O homem conformado com
o mundo não está pronto para escrever. A resignação paralisa, impede qualquer
movimento. É preciso um mínimo de inquietação para deixar-se explodir em desabafos.
As entrelinhas de uma escrita, com silêncios prolongados, fantasmas implícitos,
ocultas sugestões, derrapam em um cenário que se modula à maneira de cada um.
Não há como fugir desse jogo tão instigante que se chama literatura. Tudo isso
me vem à mente a partir do excelente tema, rico de complexidade e beleza,
escolhido pela Fliporto 2013: “A Literatura é um jogo”. Assim como a vida
também o é. Quantas vezes a vida surpreende mais que a literatura? Somos reféns
de um destino ignorado:“duelo” que se faz intrigante na
medida em que bifurca o placar — vitoriosos ou derrotados. Destino é uma
palavra perigosa, implica em tantas conotações que tenho receio de usá-la. Mas
ela existe e aponta inúmeros caminhos que confundem a escolha. Nem sempre temos
consciência de qual jogo jogar. Então, a literatura abriga os desassossegados,
os apreensivos, os impacientes — embate a exigir emoções e sentimentos.
E a disputa se inicia
quando o “eu” agrupa vários “eus” em uma partida nem sempre harmoniosa. O
conflito dá ensejo à roleta do pensamento. Refletir decorre de uma dúvida
atormentante. A inspiração corresponde à pulsão de vida; sem ela o desejo
desaparece e o abismo do vazio aflora. Nem sempre estamos inspirados para
preencher uma folha de papel em branco, mas aliados, sim, à máquina propulsora
de evocações;são as reminiscências, mexidas e remexidas, que tecem o sonho,
ressignificando-o em símbolos e metáforas.

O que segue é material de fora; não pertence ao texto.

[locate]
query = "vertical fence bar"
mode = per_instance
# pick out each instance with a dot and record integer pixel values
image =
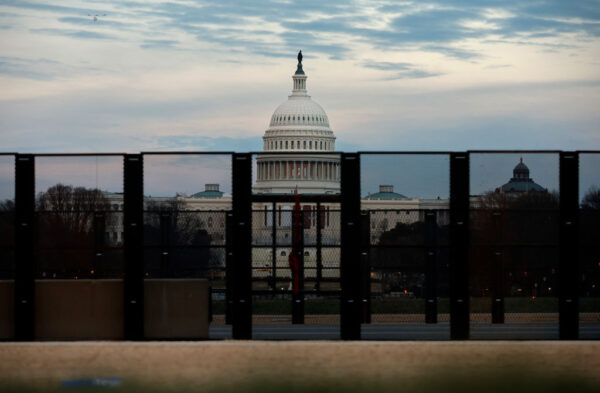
(431, 281)
(24, 242)
(568, 267)
(298, 292)
(99, 244)
(459, 237)
(497, 270)
(365, 267)
(319, 251)
(350, 308)
(165, 244)
(241, 311)
(229, 270)
(274, 250)
(133, 219)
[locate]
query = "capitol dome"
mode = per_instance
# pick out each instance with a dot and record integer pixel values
(300, 125)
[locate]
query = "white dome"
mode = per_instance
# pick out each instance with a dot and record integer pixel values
(299, 111)
(299, 123)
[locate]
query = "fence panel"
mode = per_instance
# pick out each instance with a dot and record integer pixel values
(514, 237)
(406, 200)
(79, 220)
(589, 245)
(187, 198)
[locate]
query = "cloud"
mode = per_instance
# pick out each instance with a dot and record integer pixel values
(400, 70)
(85, 34)
(150, 44)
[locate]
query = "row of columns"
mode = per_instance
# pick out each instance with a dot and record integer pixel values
(299, 170)
(306, 145)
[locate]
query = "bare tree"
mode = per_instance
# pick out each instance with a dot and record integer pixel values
(169, 224)
(591, 200)
(65, 230)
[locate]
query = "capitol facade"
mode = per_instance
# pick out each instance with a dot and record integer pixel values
(296, 146)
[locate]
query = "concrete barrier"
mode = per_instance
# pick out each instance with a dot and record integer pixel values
(79, 310)
(7, 307)
(176, 308)
(93, 309)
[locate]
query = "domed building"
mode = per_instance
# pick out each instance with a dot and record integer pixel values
(298, 125)
(521, 182)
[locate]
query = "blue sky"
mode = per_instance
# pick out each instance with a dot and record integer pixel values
(400, 75)
(392, 75)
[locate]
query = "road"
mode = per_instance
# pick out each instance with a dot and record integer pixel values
(413, 331)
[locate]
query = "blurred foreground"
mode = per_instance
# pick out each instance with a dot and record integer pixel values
(304, 366)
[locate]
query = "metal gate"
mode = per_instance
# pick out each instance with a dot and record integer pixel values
(295, 263)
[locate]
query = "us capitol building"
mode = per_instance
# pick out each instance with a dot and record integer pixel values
(298, 125)
(299, 153)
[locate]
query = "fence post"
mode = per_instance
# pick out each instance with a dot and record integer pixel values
(99, 244)
(497, 271)
(133, 221)
(229, 270)
(350, 308)
(24, 246)
(273, 283)
(431, 281)
(319, 244)
(298, 293)
(459, 237)
(568, 267)
(241, 293)
(365, 266)
(165, 244)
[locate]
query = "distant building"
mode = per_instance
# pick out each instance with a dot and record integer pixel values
(520, 182)
(298, 125)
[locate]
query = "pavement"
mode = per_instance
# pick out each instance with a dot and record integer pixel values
(409, 331)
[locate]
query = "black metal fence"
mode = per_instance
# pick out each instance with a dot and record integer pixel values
(457, 257)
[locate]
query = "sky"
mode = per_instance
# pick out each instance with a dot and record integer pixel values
(393, 75)
(130, 76)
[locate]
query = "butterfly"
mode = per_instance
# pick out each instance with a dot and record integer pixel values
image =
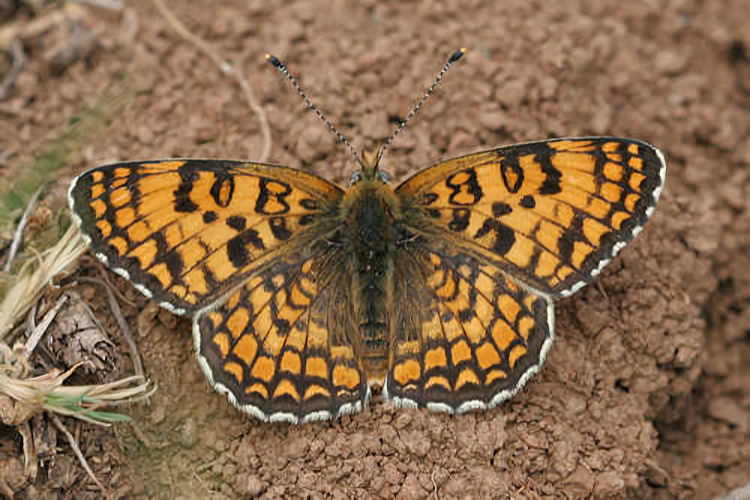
(304, 295)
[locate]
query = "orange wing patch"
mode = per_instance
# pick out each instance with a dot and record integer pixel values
(186, 231)
(277, 348)
(551, 213)
(472, 336)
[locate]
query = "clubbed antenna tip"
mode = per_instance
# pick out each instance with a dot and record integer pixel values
(456, 55)
(276, 63)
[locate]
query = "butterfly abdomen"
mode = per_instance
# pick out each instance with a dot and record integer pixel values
(371, 235)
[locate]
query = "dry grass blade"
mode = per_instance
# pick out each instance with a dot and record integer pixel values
(84, 402)
(77, 451)
(27, 286)
(18, 235)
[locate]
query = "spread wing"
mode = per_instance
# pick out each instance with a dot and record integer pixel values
(551, 213)
(284, 346)
(187, 231)
(466, 336)
(490, 239)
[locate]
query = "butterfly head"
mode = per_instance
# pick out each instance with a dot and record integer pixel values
(369, 170)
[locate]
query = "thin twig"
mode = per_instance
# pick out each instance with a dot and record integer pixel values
(226, 68)
(19, 59)
(115, 308)
(19, 229)
(105, 279)
(76, 449)
(114, 5)
(42, 327)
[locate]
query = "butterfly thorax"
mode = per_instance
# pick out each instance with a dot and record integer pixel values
(372, 225)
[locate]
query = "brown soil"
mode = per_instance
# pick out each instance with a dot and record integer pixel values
(645, 392)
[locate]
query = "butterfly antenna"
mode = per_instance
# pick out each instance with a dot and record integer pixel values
(402, 125)
(285, 71)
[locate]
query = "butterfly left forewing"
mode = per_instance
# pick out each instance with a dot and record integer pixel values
(186, 231)
(550, 213)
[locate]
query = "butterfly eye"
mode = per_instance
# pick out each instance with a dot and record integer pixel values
(384, 176)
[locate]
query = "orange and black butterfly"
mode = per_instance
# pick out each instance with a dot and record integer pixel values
(304, 295)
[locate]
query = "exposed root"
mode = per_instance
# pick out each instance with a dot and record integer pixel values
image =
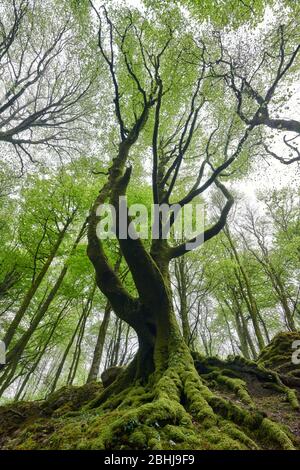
(181, 408)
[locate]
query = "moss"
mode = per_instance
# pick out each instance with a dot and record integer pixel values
(238, 386)
(175, 409)
(274, 432)
(292, 398)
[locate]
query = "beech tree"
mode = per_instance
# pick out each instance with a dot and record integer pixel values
(188, 110)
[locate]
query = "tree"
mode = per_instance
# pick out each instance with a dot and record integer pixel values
(43, 93)
(163, 353)
(172, 120)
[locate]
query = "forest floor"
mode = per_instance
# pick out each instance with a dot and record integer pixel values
(270, 388)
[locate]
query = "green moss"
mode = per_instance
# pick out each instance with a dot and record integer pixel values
(274, 432)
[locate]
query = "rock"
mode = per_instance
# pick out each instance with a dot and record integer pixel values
(110, 375)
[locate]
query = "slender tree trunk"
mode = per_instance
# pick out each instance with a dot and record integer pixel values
(97, 356)
(34, 287)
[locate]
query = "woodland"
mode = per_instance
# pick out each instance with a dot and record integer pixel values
(146, 344)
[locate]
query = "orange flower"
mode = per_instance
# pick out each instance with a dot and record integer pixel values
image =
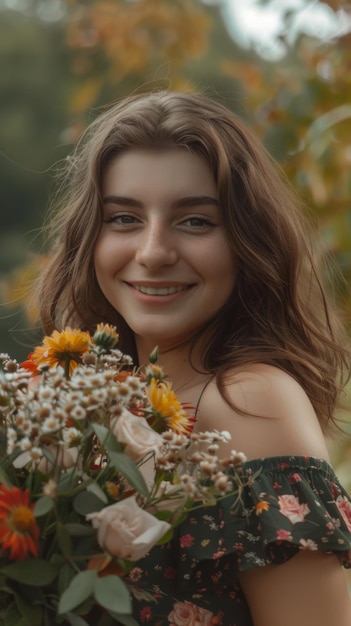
(29, 365)
(19, 532)
(65, 349)
(168, 408)
(261, 506)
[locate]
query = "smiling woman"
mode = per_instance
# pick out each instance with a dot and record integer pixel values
(162, 258)
(176, 226)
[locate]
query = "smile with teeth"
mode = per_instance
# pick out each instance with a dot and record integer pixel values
(160, 291)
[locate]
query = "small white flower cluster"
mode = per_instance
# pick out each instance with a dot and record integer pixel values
(202, 474)
(52, 413)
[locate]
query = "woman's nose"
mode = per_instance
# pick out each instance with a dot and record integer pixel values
(156, 247)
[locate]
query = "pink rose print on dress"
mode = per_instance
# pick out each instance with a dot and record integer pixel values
(284, 535)
(187, 614)
(344, 507)
(291, 507)
(186, 541)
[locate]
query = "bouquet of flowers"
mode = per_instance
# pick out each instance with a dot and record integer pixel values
(78, 426)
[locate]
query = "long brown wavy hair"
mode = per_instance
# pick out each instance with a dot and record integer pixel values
(278, 312)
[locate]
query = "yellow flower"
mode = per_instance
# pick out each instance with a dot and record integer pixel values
(65, 348)
(167, 407)
(106, 336)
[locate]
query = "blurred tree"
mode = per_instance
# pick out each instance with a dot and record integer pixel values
(299, 105)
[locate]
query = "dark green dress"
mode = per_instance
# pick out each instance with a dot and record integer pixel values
(295, 503)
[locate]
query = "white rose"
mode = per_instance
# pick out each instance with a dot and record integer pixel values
(136, 433)
(64, 457)
(126, 531)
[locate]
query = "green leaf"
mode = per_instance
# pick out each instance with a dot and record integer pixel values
(79, 530)
(81, 587)
(64, 540)
(4, 479)
(75, 620)
(86, 502)
(94, 488)
(23, 572)
(130, 471)
(112, 593)
(126, 620)
(43, 506)
(107, 440)
(65, 577)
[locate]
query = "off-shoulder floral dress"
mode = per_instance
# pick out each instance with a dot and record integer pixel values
(295, 503)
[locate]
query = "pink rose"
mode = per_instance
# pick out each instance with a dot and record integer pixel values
(136, 433)
(292, 509)
(344, 507)
(187, 614)
(127, 531)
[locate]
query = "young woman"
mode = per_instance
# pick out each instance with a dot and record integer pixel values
(175, 225)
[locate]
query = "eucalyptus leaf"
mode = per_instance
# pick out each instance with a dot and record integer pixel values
(94, 488)
(86, 502)
(79, 590)
(22, 572)
(65, 577)
(75, 620)
(79, 530)
(43, 506)
(64, 540)
(4, 479)
(112, 593)
(130, 471)
(126, 620)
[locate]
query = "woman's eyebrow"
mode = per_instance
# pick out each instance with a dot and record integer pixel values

O jogo resulta dos próprios desencontros.
E o tempo é a matéria prima desse jogo.
Escrever
é desabrochar-se em signos, utilizando a palavra como meio libertador. O drama
humano reclama por portas de saída. A angústia favorece a compreensão da
existência, delegando à literatura o ato de exorcizar as agruras da alma. Há
uma voz que fala através da letra: as exclamações despontam;as interrogações,
também. E tudo parece desaguar numa pergunta que jamais será respondida.

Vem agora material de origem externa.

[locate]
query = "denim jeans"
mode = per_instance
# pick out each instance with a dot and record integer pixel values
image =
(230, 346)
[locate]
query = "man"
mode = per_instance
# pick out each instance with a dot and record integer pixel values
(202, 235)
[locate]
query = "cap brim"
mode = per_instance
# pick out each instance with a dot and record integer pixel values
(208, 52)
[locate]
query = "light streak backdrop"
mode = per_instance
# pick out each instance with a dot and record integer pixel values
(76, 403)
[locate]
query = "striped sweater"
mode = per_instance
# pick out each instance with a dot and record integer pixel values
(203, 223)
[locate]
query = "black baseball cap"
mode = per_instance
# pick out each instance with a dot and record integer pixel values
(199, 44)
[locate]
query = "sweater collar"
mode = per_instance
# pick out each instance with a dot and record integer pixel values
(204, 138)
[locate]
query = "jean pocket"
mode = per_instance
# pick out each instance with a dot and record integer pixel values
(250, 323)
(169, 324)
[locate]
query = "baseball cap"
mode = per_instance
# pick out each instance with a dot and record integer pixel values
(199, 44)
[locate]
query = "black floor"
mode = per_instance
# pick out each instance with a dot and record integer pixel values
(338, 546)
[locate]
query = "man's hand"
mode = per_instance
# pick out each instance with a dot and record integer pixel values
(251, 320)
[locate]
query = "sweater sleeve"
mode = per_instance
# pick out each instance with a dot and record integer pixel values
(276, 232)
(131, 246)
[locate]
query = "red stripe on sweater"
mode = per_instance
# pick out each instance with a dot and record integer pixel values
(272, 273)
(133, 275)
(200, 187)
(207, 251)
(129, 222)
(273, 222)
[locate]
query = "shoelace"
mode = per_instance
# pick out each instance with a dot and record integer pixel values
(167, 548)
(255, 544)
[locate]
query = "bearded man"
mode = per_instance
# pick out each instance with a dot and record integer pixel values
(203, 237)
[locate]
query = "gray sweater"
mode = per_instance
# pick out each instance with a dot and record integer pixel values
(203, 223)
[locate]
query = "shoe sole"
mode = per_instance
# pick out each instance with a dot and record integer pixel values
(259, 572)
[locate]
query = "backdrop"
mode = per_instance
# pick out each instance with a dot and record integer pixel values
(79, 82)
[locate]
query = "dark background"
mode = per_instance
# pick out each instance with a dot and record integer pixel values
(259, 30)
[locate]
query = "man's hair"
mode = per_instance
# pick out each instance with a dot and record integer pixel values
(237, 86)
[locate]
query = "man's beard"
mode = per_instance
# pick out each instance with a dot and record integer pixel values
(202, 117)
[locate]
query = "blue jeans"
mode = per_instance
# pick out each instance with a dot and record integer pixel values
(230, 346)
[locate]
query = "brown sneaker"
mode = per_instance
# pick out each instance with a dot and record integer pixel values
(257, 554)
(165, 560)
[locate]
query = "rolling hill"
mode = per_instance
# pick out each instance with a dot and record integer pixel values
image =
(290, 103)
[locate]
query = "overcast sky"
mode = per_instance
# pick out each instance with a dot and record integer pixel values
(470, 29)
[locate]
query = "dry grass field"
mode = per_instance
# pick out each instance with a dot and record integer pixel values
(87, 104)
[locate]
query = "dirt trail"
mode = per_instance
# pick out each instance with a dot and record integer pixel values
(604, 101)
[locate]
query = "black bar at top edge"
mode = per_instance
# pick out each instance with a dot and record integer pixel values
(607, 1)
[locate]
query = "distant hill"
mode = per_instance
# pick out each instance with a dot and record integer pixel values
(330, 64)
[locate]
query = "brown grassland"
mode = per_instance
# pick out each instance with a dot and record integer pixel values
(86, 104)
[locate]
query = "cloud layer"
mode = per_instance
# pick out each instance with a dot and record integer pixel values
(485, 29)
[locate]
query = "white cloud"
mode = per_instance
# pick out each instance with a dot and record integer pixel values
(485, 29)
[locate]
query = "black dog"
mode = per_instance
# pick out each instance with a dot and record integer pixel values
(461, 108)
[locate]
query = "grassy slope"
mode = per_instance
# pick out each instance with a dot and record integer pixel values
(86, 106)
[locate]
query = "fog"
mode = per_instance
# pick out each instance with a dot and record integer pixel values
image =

Impossível decifrar o mistério da existência! Que os vulcões interiores entrem
em erupção; somente assim a humanidade poderá caminhar na direção do
incognoscível. Cada palavra desenhada expressa o que lá de dentro emerge, dando
forma a uma peleja que convive com o ontológico. A literatura é feita de
flashes da vida;por efeito, como fugir desse embate constante e imprevisível? O
jogo persiste.
No
túnel do dizer, a cronologia tem forte representação. Lembranças de infância
acorrem como se a nossa história retornasse ao passado, tempo realmente sólido
que nos fortalece. Joaquim Nabuco já afirmava que a infância é a fonte da nossa
ebulição. E Proust construiu sua obra em base de memórias aparentemente
perdidas, porém reencontradas. A memória consiste no fermento da escrita; dela
brota o processo criativo. Sem receio de errar, oferto à memória o elemento
desencadeador de toda narrativa. Impossível imaginar que semeamos do nada. As
anterioridades, já advertia Ernesto Sabato, são transbordamentos de um eu-vivente.

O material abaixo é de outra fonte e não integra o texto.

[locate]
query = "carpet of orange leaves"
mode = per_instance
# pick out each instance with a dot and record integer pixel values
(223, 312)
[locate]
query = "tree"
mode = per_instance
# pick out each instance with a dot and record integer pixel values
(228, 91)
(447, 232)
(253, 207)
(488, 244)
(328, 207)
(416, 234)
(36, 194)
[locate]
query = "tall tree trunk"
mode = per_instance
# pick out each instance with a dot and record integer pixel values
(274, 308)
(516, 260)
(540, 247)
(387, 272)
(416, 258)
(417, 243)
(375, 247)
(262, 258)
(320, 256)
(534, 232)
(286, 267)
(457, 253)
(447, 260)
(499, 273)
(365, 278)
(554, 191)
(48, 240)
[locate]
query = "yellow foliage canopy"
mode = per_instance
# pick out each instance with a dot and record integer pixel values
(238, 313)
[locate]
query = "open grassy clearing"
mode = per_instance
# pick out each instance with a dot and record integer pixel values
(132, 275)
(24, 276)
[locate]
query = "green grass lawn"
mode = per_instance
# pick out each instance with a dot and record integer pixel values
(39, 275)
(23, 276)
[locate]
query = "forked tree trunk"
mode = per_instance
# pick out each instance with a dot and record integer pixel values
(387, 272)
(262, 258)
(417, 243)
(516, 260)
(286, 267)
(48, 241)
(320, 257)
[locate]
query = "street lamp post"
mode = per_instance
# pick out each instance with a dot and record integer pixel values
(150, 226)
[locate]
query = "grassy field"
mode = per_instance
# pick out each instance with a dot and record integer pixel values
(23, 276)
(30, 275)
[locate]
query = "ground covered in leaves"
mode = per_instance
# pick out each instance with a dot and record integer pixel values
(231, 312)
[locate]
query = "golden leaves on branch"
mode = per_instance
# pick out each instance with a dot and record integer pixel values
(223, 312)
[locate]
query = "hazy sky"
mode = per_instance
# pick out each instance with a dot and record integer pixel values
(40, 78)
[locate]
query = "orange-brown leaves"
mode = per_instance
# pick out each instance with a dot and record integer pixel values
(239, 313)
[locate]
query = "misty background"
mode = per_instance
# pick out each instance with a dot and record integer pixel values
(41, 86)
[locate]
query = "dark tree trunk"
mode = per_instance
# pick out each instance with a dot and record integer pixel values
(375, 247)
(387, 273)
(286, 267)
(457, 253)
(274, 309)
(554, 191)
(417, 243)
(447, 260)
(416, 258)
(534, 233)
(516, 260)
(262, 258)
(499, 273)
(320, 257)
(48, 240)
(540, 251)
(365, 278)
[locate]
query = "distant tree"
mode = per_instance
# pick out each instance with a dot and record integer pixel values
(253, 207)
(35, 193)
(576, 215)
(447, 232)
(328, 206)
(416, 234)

A memória tem o poder cumulativo, nela agregam-se várias caixinhas, umas mais
recentes, outras distanciadas, além daquelas arcaicas. A soma dos séculos que
em mim habitam provoca um redemoinho de épocas que servem de alento ao ato de
devanear. O encadeamento acontece tal qual elo de sustentação. E a batalha pede
armistício, reivindica a paz que deriva do fenômeno da palavra.
A
Literatura é um jogo entre o homem, o tempo, a memória e a existência. Um jogo
que tem árbitro implacável e regras nem sempre conhecidas. Não adianta camuflar
as pedras da contenda, porque prevalecerá sempre a contingência do humano.
Continuar em pleno jogo é a única forma de entender a literatura.